In order to further prevent the interior sheet from being colored during processing, anions (PF6-, SbF6-, AsF6-) of β diketones and inorganic compounds containing elements of Groups 13, 15, and 17 of the periodic table are used. , ClO4−, BF4−, and the like) and a cation (Na +, Li +, Mg2 +, Ca2 +, Zn2 +, etc.) of an element of Group 1, Group 2, and Group 12 of the Periodic Table. It is preferable to add, and among these, a sodium perchlorate-based anti-coloring agent is particularly preferable. The addition amount of the coloring inhibitor is preferably 0.1 to 1 part by weight with respect to 100 parts by weight of the vinyl chloride resin.

  If necessary, stabilizers, antioxidants, UV absorbers, light stabilizers, UV shielding agents, antistatic agents, flame retardants, thickeners, surfactants, fluorescent agents, crosslinking agents, impact modifiers Other compounding agents generally added to the resin may be added.

  In the case where preliminary kneading is necessary for obtaining the interior sheet, a known apparatus usually used in thermoplastic resins can be used. For example, the composition of the present invention may be uniformly mixed with a high-speed stirrer, low-speed stirrer, Henschel mixer, etc., melt-mixed with a batch-type kneading mixer, Banbury mixer, kneader, extruder, etc., and immediately molded. Moreover, after melt mixing, it may be once pelletized and then molded.
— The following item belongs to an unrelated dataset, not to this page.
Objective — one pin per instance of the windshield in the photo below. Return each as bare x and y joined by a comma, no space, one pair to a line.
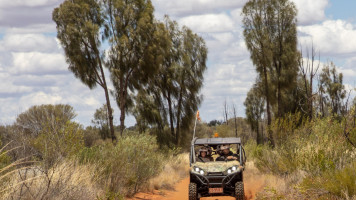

  The interior sheet can be formed by a general sheet forming method. For example, a melt molding method such as a roll molding method, a calendar molding method, an extrusion molding method, and a press molding method, a coating method, and the like can be given. From the viewpoint of speed and thickness accuracy of the obtained sheet, a melt shaping method is preferred, and among these, a calender molding method is preferred.

  Concavities and convexities can be formed on the upper surface of the surface layer of the interior sheet by embossing or the like. By forming irregularities (warts), it is possible to increase the variation of the design, and antiviral improvement can be expected depending on the shape of the irregularities (warts).

  As a preferable form of fine irregularities formed on the upper surface of the surface layer of the interior sheet, the arithmetic average roughness Ra is 5 μm to 20 μm, more preferably 10 μm to 15 μm. Rather than the shape (sharp) where the independent convex portions are scattered, it is preferable in terms of antiviral properties and stain resistance that the convex portions and concave portions are smoothly continuous (broad) and have a fine and complicated curve. .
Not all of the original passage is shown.